De vincentp, le 26 septembre 2022 à 21:31
Note du film : Chef-d'Oeuvre


Un scénario tortueux, une histoire qui se complexifie progressivement, mélangeant les points de vue, croisant les rationalités, pour bâtir une étrange voie, à la frontière du giallo, du fantastique, de l'horreur, et du réalisme social. Cet aspect et ce qui peut sembler être des choix scénaristiques surprenants (les entrées et sorties aléatoires de personnages du récit), finit par créer un spectacle peu commun, inattendu et mémorable. Le côté légèrement bordélique de l'intrigue finit sur la durée par devenir un point fort, au diapason de l'impossibilité de la société locale à s'organiser.
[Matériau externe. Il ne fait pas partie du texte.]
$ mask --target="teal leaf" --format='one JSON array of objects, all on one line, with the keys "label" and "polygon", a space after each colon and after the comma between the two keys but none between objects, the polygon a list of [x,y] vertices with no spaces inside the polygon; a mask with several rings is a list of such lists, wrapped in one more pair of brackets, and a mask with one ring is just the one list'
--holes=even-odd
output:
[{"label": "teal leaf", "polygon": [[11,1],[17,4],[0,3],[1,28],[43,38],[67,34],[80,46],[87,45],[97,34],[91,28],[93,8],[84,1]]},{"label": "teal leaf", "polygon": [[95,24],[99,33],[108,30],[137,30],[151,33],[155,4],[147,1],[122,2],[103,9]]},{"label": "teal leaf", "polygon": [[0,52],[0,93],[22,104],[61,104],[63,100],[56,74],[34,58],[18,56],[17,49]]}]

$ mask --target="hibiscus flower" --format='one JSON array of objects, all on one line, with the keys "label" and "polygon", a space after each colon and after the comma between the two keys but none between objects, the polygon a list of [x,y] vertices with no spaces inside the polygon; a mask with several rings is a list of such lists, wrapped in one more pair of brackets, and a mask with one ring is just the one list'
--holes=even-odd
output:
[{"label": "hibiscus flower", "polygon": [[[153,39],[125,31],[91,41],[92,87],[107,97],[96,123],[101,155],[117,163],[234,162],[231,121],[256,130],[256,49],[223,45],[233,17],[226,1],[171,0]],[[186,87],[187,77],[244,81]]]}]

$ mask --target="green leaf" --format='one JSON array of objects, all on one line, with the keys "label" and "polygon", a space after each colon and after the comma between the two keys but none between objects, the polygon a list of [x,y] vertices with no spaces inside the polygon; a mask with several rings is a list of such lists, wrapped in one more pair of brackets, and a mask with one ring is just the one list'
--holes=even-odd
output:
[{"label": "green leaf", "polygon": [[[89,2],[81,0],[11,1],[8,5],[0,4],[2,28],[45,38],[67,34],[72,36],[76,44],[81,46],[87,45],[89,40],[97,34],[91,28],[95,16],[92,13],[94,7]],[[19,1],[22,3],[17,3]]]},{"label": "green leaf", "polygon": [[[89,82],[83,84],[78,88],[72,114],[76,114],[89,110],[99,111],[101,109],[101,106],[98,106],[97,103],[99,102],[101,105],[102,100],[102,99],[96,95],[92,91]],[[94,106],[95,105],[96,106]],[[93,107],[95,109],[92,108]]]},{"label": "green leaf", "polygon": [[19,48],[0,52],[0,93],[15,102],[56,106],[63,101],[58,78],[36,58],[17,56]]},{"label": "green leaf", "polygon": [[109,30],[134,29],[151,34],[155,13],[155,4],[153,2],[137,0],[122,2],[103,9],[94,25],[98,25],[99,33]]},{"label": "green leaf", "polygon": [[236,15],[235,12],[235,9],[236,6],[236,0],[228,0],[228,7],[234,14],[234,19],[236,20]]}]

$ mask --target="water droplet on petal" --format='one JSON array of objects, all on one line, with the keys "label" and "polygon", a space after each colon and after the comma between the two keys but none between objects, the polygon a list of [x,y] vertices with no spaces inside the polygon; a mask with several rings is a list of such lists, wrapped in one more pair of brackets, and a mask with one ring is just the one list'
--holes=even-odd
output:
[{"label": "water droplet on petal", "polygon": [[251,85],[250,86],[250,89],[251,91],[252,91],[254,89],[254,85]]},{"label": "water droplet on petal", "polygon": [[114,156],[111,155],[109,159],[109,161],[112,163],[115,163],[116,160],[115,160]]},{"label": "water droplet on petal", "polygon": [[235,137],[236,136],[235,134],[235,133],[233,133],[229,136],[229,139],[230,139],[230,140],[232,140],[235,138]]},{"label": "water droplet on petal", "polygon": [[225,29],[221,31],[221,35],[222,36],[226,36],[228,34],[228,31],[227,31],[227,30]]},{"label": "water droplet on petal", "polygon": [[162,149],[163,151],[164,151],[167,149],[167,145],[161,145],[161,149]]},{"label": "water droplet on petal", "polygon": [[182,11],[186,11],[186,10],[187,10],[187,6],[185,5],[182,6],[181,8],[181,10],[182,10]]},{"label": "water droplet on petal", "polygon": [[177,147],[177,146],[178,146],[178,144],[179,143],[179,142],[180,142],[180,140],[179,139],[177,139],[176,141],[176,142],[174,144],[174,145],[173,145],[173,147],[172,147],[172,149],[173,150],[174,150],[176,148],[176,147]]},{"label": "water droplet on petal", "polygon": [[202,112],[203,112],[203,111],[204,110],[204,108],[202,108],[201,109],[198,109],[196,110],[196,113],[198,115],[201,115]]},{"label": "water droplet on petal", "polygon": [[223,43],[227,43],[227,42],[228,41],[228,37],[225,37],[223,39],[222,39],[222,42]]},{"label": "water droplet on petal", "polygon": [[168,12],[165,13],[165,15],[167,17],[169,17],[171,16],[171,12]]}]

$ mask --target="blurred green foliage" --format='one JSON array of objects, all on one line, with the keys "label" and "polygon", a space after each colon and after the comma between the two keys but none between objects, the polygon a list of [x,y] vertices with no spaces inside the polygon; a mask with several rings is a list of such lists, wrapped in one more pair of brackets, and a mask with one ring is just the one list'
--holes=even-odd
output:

Les prises de vue sont des armes de mise en scène particulièrement bien employées par Lucio Fulci, l'interprétation, notamment de Barbara Bouchet et de Tomas Milian est remarquable. La gestion de la relation des deux personnages que ces deux acteurs interprètent dans cette histoire est tout simplement géniale, inattendue, non conventionnelle, et à observer à la loupe. On a affaire à un autre style que celui de Mario Bava avec La baie sanglante (1971), La longue nuit de l'exorcisme (1972) est un sommet équivalent du cinéma de cette époque féconde du cinéma italien.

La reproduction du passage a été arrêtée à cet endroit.